To give you an idea of what you can do with this, suppose you would like
to discover new variable blue supergiants in the Gaia data (who knows –
you might discover the precursor of the next nearby supernova!). You
could start with establishing color cuts and train your favourite
machine learning device on light curves of variable blue supergiants.
Here's how to get (and, for simplicity, plot) time series of stars
classified as blue supergiants by Simbad for which Gaia DR2 lightcurves
are available, using pyvo and a little async trick:
from matplotlib import pyplot as plt
import pyvo
def main():
simbad = pyvo.dal.TAPService(
"http://simbad.u-strasbg.fr:80/simbad/sim-tap")
gavodc = pyvo.dal.TAPService("http://dc.g-vo.org/tap")

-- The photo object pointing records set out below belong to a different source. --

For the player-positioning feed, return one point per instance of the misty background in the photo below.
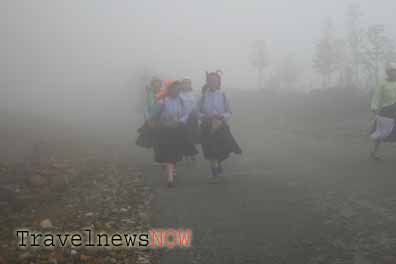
(79, 64)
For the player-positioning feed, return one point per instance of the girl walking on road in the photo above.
(384, 106)
(171, 137)
(216, 138)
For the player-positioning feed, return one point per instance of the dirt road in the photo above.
(298, 199)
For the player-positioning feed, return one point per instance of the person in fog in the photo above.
(151, 107)
(190, 103)
(384, 106)
(146, 132)
(171, 139)
(216, 138)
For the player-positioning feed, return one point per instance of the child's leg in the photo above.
(375, 149)
(171, 169)
(219, 169)
(214, 168)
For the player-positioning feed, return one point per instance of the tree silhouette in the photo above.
(259, 59)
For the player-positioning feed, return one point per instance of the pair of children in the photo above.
(175, 130)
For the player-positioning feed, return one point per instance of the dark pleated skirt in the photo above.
(146, 136)
(218, 145)
(193, 130)
(171, 144)
(388, 112)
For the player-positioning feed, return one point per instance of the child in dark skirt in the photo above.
(171, 138)
(216, 138)
(190, 103)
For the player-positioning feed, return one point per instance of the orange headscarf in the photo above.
(164, 91)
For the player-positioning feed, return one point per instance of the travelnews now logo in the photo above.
(154, 238)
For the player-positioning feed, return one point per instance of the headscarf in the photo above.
(217, 79)
(164, 91)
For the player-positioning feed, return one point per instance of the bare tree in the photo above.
(355, 38)
(379, 50)
(259, 59)
(289, 70)
(328, 56)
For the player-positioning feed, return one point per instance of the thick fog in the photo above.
(82, 60)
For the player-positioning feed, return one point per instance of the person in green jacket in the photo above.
(146, 132)
(383, 104)
(151, 106)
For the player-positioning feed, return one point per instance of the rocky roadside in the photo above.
(68, 196)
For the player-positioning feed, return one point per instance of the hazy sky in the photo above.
(60, 46)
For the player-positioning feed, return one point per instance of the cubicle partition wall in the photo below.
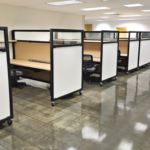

# Get blue supergiants from Simbad
simjob = simbad.submit_job("""
select main_id, ra, dec
from basic
where otype='BlueSG*'""")
simjob.run()
# Get lightcurves from Gaia
try:
simjob.wait()
time_series = gavodc.run_sync("""
SELECT b.*, bp_obs_time, bp_flux, rp_obs_time, rp_flux
FROM (SELECT
main_id, source_id, g.ra, g.dec
FROM
gaia.dr2light as g
JOIN TAP_UPLOAD.t1 AS tc
ON (0.002>DISTANCE(tc.ra, tc.dec, g.ra, g.dec))
OFFSET 0) AS b
JOIN gaia.dr2epochflux
USING (source_id)
""",
uploads={"t1": simjob.result_uri})
finally:
simjob.delete()
# Now plot one after the other
for row in time_series.table:
plt.plot(row["bp_obs_time"], row["bp_flux"])
plt.plot(row["rp_obs_time"], row["rp_flux"])
plt.show(block=False)
raw_input("{}; press return for next...".format(row["main_id"]))
plt.cla()
if __name__=="__main__":
main()
If you bother to read the code, you'll notice that we transfer the
Simbad result directly to the GAVO data center without first
downloading it. That's fairly boring in this case, where the table is
small. But if you have a narrow pipe for one reason or another and some
105 rows, passing around async result URLs is a useful trick.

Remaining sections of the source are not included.